Condition or disease Intervention/treatment Phase
Heart Failure Cardiac Failure Congestive Heart Failure Heart Failure, Left-sided Device: HeartAssist 5® VAD System Device: Control VAD Not Applicable

Detailed Description:

The HeartAssist 5® VAD System is intended for use as a bridge to heart transplantation and will be compared to the HeartMate II and HVAD devices.

Patients that meet the study criteria will be randomized 1:1 to either the HeartAssist 5® VAD System (treatment group) or control group (HeartMate II and HVAD). The physician will have the option to choose which control device to implant.

The primary objective of the study is to show non-inferiority of the HeartAssist 5® (treatment group) to the control group.

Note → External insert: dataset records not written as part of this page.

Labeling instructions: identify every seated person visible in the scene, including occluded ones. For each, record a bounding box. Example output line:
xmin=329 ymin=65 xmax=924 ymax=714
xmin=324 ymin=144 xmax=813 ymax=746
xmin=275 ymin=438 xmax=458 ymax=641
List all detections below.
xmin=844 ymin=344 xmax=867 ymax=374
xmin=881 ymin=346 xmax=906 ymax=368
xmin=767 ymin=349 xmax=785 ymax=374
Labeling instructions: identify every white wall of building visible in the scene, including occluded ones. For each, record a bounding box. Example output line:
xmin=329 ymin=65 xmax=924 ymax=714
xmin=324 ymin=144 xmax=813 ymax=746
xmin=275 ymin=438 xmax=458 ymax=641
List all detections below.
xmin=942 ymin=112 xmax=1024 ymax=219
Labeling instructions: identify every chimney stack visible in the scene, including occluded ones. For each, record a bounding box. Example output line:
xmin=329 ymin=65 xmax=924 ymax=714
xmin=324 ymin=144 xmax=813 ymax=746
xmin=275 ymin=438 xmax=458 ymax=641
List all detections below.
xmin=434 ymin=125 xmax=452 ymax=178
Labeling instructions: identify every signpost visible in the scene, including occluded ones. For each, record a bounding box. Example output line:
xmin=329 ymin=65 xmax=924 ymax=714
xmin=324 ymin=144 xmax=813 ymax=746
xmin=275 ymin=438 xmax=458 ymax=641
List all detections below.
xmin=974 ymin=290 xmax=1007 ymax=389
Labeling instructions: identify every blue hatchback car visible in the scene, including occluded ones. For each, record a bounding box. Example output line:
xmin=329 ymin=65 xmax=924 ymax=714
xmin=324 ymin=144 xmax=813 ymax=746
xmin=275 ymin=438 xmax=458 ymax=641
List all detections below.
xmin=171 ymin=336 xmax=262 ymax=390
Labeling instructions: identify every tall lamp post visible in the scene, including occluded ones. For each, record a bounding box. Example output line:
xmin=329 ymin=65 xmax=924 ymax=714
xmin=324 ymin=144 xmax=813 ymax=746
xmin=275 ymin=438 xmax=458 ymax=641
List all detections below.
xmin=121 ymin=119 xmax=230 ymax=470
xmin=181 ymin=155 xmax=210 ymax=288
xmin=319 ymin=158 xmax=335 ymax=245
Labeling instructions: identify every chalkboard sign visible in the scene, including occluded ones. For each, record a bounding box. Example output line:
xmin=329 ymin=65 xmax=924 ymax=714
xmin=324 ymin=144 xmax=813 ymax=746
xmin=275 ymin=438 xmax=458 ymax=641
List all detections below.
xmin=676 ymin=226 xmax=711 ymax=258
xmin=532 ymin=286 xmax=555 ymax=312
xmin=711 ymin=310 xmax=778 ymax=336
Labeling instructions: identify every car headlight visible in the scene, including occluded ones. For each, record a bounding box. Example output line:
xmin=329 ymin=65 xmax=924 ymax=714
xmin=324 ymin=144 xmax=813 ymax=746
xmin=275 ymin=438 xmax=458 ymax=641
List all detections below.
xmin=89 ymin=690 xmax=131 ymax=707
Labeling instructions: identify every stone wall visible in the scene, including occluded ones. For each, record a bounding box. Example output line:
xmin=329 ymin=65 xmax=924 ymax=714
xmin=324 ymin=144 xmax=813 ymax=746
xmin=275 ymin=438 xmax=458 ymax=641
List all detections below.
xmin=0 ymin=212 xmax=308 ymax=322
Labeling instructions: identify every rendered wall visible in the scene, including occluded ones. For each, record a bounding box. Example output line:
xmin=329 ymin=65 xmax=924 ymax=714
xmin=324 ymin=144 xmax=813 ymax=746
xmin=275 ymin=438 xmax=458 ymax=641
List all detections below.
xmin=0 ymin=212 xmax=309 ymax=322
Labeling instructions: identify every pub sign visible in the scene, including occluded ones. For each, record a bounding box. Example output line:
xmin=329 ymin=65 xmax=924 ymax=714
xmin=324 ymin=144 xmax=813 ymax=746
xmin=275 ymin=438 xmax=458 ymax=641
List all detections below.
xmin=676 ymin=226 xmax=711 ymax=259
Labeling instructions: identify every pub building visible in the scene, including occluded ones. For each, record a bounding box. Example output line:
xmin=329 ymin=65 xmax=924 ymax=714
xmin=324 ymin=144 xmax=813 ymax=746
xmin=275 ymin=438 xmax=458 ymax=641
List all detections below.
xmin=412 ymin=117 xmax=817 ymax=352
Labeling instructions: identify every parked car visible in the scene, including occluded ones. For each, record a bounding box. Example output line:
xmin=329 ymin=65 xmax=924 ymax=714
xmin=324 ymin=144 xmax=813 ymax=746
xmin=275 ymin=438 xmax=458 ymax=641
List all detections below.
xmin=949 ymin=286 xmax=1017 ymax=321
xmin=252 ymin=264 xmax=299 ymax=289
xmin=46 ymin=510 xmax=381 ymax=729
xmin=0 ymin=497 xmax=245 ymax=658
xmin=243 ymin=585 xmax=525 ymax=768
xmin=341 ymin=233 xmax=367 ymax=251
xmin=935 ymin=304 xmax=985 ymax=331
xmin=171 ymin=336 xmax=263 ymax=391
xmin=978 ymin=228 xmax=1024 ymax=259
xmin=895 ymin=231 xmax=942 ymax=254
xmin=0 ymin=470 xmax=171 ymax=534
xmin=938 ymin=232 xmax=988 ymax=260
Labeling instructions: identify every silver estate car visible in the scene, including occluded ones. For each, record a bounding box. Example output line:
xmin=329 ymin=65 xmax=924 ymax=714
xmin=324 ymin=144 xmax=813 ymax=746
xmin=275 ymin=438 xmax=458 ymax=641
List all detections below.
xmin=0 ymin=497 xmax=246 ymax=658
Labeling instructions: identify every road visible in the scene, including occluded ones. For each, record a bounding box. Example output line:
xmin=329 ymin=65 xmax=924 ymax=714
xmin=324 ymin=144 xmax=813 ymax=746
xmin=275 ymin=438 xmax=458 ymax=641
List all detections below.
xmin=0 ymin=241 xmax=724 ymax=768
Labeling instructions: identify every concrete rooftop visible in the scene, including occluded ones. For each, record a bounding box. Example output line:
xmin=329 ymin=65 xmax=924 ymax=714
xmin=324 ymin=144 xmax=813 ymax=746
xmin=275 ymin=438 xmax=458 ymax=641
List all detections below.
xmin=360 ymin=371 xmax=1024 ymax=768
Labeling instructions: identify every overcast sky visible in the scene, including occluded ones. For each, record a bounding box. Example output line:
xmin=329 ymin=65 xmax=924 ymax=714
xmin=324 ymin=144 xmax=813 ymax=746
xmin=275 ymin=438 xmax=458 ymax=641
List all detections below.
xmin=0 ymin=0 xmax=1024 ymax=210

Study Type : Interventional  (Clinical Trial)
Actual Enrollment : 17 participants
Allocation: Randomized
Intervention Model: Parallel Assignment
Masking: None (Open Label)
Primary Purpose: Treatment
Official Title: A Prospective, Randomized, Multicenter Clinical Trial to Evaluate the Safety and Efficacy of the HeartAssist 5® VAD System Compared to the Thoratec HeartMate II® VAD and HeartWare® HVAD for Left Ventricular Support in Patients Awaiting Cardiac Transplantation
Study Start Date : September 2014
Actual Primary Completion Date : March 2018
Actual Study Completion Date : March 2018

Resource links provided by the National Library of Medicine


Arm Intervention/treatment
Experimental: HeartAssist 5® VAD System
Implant of the HeartAssist 5® VAD System
Device: HeartAssist 5® VAD System
The HeartAssist 5® VAD System is a small, implantable pump that is designed to increase blood flow for patients who have heart failure. The device is intended to support patients in the hospital or at home.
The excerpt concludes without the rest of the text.